No Contact with Home

Remarkably, Sweet made the ascent only eight months after giving birth to her second child.

“The moment this trip was announced, I knew I had to be a part of it,” she said. “But I was pregnant at the time and had to convince my husband I could do this.

“Planning forced me to get back in shape after I had my son and stay motivated to do something only a handful of people have done, all while raising money for clinics around the globe that really need the help.”

Sweet trained for the trek by hiking in the American Southwest, but the ascent to the 19,341-foot summit of Mount Kilimanjaro in Tanzania, Africa, was steeper than she anticipated.

“There were no switchbacks,” she said. “It was just a six-day straight climb up the Rongai Route, which is on the north side of the mountain near Kenya.”

But the emotional toll of being separated from her family was just as real. The two-week trip took Sweet away from her husband, their infant son and 5-year-old daughter. There was no direct way for her to update her family or colleagues on her progress.

“There was no telephone or FaceTime with the kids,” she said. “Before I left I told my daughter that I was going to climb the mountain pictured in the opening scene of Disney’s The Lion King. She asked if I was going to the ‘Circle of Life.’

“We put a calendar on the fridge that had tents and mountains on it to help her count down the days until I came back. It helped her cope with the time.”

Her fellow Moffitt clinicians came up with their own means of coping. They hung a “Where In The World Is Kendra?” poster on the wall of the clinic and documented her expected daily progress.

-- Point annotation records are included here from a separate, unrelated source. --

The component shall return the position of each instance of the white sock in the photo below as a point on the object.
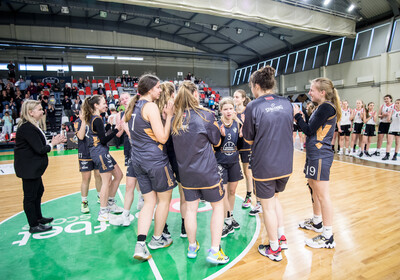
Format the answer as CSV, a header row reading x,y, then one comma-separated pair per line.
x,y
274,245
327,232
317,219
215,249
281,231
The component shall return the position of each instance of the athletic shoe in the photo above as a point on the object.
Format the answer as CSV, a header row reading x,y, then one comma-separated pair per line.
x,y
227,229
235,224
247,202
257,209
114,208
309,224
283,242
266,251
218,257
141,252
103,216
386,157
85,207
321,242
166,233
192,251
163,242
140,203
183,230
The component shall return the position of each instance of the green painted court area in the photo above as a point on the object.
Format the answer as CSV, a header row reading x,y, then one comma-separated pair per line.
x,y
79,247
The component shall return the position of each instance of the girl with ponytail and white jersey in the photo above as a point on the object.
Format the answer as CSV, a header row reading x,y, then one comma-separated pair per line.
x,y
227,155
357,116
370,117
319,158
384,123
394,131
345,129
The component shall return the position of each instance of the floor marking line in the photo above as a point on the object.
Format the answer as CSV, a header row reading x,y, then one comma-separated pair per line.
x,y
242,254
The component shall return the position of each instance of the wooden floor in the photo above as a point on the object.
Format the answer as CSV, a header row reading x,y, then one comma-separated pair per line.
x,y
366,204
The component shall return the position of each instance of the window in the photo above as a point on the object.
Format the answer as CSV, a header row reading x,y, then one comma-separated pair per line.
x,y
82,68
31,67
57,67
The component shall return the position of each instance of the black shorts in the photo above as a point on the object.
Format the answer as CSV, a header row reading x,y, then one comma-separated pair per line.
x,y
318,169
158,179
357,128
86,165
245,156
230,172
104,163
369,130
211,195
267,189
345,130
296,128
383,128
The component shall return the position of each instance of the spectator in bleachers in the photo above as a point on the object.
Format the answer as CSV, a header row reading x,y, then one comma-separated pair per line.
x,y
32,90
56,88
67,106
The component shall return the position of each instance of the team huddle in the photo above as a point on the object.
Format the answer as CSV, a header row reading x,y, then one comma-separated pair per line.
x,y
171,140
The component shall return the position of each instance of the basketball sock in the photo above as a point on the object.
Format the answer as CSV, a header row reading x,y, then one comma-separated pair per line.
x,y
141,238
317,219
281,231
274,245
327,232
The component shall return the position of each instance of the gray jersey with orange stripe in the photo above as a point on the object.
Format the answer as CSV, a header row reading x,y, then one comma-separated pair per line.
x,y
318,145
146,150
197,164
268,127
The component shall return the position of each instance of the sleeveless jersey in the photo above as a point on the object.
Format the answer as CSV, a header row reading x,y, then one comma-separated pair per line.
x,y
228,152
268,127
358,115
371,120
386,109
395,125
345,120
246,146
146,150
95,147
194,153
318,145
83,148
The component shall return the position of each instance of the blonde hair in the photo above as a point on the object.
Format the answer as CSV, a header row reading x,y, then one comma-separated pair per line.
x,y
184,101
331,93
28,106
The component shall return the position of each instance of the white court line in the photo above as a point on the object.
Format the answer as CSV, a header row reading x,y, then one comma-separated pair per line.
x,y
151,262
242,254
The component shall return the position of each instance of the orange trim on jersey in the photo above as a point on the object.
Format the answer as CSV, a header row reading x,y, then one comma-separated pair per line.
x,y
271,179
203,188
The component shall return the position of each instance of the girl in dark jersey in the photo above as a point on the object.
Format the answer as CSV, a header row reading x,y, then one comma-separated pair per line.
x,y
86,164
319,158
268,127
241,101
194,131
150,162
227,155
110,172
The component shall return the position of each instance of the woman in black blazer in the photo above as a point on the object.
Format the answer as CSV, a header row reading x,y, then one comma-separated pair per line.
x,y
30,162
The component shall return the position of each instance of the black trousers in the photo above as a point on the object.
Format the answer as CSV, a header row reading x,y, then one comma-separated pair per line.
x,y
33,191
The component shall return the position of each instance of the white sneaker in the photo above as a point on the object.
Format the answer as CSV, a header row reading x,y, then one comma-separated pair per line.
x,y
140,202
114,208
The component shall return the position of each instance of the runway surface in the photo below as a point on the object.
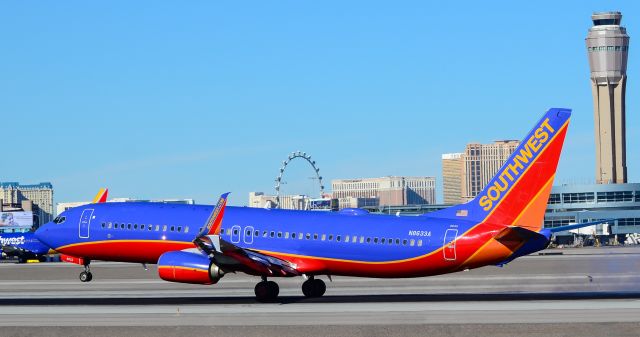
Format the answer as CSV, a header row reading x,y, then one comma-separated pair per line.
x,y
592,289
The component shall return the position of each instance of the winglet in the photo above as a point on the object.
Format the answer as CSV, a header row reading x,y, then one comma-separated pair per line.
x,y
212,226
101,196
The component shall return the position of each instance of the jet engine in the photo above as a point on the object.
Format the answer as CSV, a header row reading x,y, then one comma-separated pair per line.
x,y
188,267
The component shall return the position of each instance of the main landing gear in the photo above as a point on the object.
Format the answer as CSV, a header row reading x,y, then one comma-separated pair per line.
x,y
86,275
266,291
313,287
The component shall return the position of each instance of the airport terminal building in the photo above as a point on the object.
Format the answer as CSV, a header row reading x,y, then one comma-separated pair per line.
x,y
570,204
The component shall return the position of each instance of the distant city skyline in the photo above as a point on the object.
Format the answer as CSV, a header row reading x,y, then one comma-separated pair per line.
x,y
163,100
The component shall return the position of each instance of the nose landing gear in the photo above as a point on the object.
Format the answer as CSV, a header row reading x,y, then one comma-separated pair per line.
x,y
86,275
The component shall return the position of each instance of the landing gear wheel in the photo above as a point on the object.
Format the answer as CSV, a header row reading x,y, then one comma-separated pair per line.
x,y
86,276
267,291
314,288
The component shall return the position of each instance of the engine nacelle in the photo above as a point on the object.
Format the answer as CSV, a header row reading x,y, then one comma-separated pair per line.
x,y
188,267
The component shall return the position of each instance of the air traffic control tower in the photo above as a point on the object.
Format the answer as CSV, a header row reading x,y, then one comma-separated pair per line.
x,y
607,47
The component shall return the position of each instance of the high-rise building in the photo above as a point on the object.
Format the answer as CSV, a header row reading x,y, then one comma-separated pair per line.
x,y
452,171
481,162
12,193
607,47
389,190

“It really meant a lot and people really cared about what I was doing,” she said. “Before I left I heard, ‘Please don’t fall off any cliffs!’ It sounds funny, but holy cow, there were a lot of cliffs! When I made it back I got a lot of, ‘Oh, you’re alive!’ comments.”

A Newfound Confidence

Sweet said the climb helped her discover a confidence unlike anything she’s experienced.

“At the risk of sounding crazy, what that experience really taught me is that I can do anything I want and anything that is important enough to me,” Sweet said. “In the end, whatever pain comes from the experience is completely worth it when the goal was so important.”

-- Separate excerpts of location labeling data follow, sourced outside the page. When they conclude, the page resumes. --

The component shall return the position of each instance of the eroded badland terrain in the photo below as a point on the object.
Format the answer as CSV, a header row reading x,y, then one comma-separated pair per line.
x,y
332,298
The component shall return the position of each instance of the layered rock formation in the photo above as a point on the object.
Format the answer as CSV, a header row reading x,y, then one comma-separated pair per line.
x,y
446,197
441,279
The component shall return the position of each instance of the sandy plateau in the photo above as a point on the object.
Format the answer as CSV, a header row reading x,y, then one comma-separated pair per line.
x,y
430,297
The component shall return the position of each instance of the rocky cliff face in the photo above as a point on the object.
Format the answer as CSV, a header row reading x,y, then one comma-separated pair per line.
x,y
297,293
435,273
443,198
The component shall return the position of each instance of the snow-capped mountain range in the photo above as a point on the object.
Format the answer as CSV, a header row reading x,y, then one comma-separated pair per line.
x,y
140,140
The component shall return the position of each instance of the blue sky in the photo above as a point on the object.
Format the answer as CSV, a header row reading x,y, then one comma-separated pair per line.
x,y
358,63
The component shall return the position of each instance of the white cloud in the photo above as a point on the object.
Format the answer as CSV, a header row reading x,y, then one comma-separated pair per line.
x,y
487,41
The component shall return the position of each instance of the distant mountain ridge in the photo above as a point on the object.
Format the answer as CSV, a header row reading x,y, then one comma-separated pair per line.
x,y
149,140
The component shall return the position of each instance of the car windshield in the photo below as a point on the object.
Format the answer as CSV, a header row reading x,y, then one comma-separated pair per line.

She compared the climb to the journey her cancer patients take. Both journeys, she said, appear daunting at the beginning, with plenty of bumps along the way that can make you feel like you can’t survive much more.

“A diagnosis of CML is disruptive and uncomfortable,” Sweet said. “But I tell my patients that they will eventually feel OK and get to return to their lives. I tell them that I’ll help you get there but you have to tell me if there is a problem.”

Sweet said it can take a CML patient about six months to feel healthy after the initial diagnosis, citing her two fellow climbers who have CML .

“You can return to a healthy life and they are proof of that,” Sweet said. “CML is treatable if you have access to the proper health care. And providing that is what this climb was all about.”